# computer anti-theft strategy



## arnolfo (Jul 8, 2009)

I was hoping for some advice on how I can safe-guard my home business computers while i am on vacation. I have data back-up but don't want my computers to be stolen if I have a break-in. I am leaving for 2 weeks and am considering moving my computers to a storage facility? A1 self storage has security features but was wondering what others thought of this strategy o if there is an alternative. 

Leaving July 11.

Thanks'

a


----------



## ElDiabloConCaca (Jul 8, 2009)

How long is the vacation, and do you live in a high crime area?

Typically, the thing I do on vacation is to close any blinds/windowshades that provide a direct line of sight to my equipment -- but strategically leave open other blinds that someone peeking in can see through, but not the valuables.

Not that I expect anyone to be peeking, but it's best to have the house looking like you're not on vacation... while you're on vacation.  

If you're expecting a break-in (or would like to take all precautions against that slim chance), then the only way to prevent the computers from being taken is to remove them from the house while you're gone.  That's it.  A safe can be opened.  Chains and locks can be cut.  No security measure you can take at home (short of building a reinforced, hidden bomb shelter) can guarantee that a thief won't take your computer.


----------



## arnolfo (Jul 8, 2009)

ElDiablo,

Yes, I'm taking all precautions for my house.I'm just considering renting space at a A1 storage for the 2 week I am out of town.
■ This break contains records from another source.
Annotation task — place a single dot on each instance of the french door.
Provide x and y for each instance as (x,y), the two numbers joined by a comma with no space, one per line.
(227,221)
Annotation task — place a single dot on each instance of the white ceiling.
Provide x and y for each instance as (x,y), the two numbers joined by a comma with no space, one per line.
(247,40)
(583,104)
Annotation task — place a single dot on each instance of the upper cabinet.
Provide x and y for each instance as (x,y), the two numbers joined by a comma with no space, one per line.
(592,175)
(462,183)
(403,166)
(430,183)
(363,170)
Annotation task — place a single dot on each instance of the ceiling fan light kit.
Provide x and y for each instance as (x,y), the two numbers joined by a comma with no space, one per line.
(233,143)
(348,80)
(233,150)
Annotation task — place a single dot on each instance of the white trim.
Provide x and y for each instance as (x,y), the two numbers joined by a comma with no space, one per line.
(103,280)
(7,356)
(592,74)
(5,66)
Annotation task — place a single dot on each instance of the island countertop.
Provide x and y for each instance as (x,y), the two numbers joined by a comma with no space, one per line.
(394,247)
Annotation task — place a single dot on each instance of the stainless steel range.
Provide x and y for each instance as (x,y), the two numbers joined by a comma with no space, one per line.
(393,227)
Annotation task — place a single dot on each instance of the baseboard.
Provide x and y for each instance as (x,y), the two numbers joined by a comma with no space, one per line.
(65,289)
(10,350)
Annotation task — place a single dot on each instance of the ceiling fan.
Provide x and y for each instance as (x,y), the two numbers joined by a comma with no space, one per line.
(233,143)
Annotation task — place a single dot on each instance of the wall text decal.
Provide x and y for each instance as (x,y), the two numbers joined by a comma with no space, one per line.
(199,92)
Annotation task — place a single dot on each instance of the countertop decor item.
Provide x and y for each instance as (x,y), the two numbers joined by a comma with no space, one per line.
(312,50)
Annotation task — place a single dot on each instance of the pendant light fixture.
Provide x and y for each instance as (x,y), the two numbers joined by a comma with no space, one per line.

I'm wondering if that sounds like a sound idea. The  storage facility requires a pass card to enter and is only open from 8 am - 10 pm. 


a


----------



## ElDiabloConCaca (Jul 9, 2009)

That sounds reasonable -- just be sure that the storage facility has a better security track record than your home, otherwise you may be moving your computers to a less secure facility!


----------



## Greg_Reez (Jul 9, 2009)

Renting space elsewhere or leaving them with a friend is your best bet. Unfortunate things happen all the time and although chances are slim for home robberies or break-ins, all it takes is that one time for all of your computers to be swiped. 

If you choose not to rent at a storage facility, which I believe most have a one month rent minimum with deposit, then purchase a few electrical timers at your nearest hardware store.

Place a lamp or two near front windows and plug them into the timer, and set it for whenever it gets dark. It'll appear that someone is home in the evening. And in the meantime put your valuable systems in the closet. That way, should the unfortunate still manage to take place, your systems will be hidden from view.

One thing I learned though while living near some of the lower class neighborhoods of N. California is that if someone does choose your house, they will most likely search everywhere. Hiding things will only slow them down very little. And they go for houses that look like easy break-ins. Keeping lights on timers should cause them to think twice, and they'll end up moving on to the next easy house.


----------



## heaven1102 (Aug 19, 2009)

Thank you for your information 


Computer


----------



## chevy (Aug 20, 2009)

Depneding what you are looking for, you may want to have your computers at different places, so that if one get stolen you keep the others.

It increases the risk of a loss, but decreases the risk of a total loss.


----------



## Satcomer (Aug 20, 2009)

Make sure you make a bootable backup on your Mac (and external disk), just in case. Before you secure them place the external somewhere else if you have important business files you can't loose.

Plus i just came across the web site SecuritySpy. It has a good program for Mac and has a list in it's pages for supported cameras that you can control from anywhere on the net.


----------



## arnolfo (Sep 19, 2009)

I like the sound of that. I'll look into it. Thanks!


----------